Police in New York seized enough fentanyl to kill 32 million people after following two dealers home from a meet up at a New Jersey Walmart. Officers tailed the pair back to a property in New York and found 64kg of pure fentanyl inside – a record seizure for the city.
Fentanyl is a synthetic opioid 50 times stronger than heroin, largely responsible for record numbers of drug deaths across America.
"The sheer volume of fentanyl pouring into the city is shocking," said Special Narcotics Prosecutor Bridget Brennan. "It's not only killing a record number of people in New York City but the city is used as a hub of regional distribution for a lethal substance that is taking thousands of lives throughout the Northeast."
Officers watched Alvarado Robles and Flores Solis meet an unidentified male in a New Jersey Walmart on 1 August.
They then followed the pair's silver Mercedes back to an address in Queens and searched the car, finding 1kg of cocaine. At 9pm that evening detectives obtained a search warrant and went into the house where the car was parked.

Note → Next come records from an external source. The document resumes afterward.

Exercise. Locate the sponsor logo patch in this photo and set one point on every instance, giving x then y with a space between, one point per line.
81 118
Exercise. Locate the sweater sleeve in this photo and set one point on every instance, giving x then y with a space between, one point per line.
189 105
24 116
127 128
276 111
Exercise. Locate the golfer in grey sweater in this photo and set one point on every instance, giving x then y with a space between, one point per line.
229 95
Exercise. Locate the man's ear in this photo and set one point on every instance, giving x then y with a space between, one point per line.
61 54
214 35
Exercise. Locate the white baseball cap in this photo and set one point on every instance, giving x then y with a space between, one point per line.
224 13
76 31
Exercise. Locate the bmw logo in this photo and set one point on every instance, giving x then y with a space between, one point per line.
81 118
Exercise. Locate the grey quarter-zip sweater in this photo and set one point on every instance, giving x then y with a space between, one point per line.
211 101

Inside they found four suitcases packed with 97 individually wrapped bags of drugs. In addition to the pure fentanyl, they found 22kg of fentanyl mixed with other drugs, 5kg of heroin and 6kg of cocaine.
"The seizure of this amount of narcotics, especially the fentanyl, undoubtedly saved countless lives. The combination of fentanyl with the other drugs is a deadly combination," said Carl Kotowski of the U.S. Drug Enforcement Administration. "We will continue to work with our law enforcement counterparts to keep our communities safe."
$30m drugs haul in New York
Prosecutor Brennan was able to boast of seizing $30m (£22m) in six weeks when New York Police had another big success on 5 September.
On this occasion, they followed a dealer back from a meeting at a hardware store in New Jersey to an address in the Bronx.
After obtaining a warrant they found 34kg of heroin laced with fentanyl and 1kg of pure fentanyl at the property.
US Opioid epidemic
US drug deaths have rocketed from under 30,000 in 2005 to 65,000 in 2016. This is largely thanks to the proliferation of fentanyl.
Dealers import the synthetic opioid from China and cut it with heroin to maximise their profits. But this method is highly flawed: if the more potent drug is not spread evenly, users may ingest "hotspots" of highly concentrated fentanyl, which can kill even the most tolerant of heroin users.
"The NYPD has been successful in drug interdiction to date, but this seizure goes down in history as a milestone in the ongoing fight against fentanyl," said Police Commissioner James P. O'Neill. "This case demonstrates our Department's deep commitment to protecting the public from drug cartels that seek to profit at the expense of our citizens."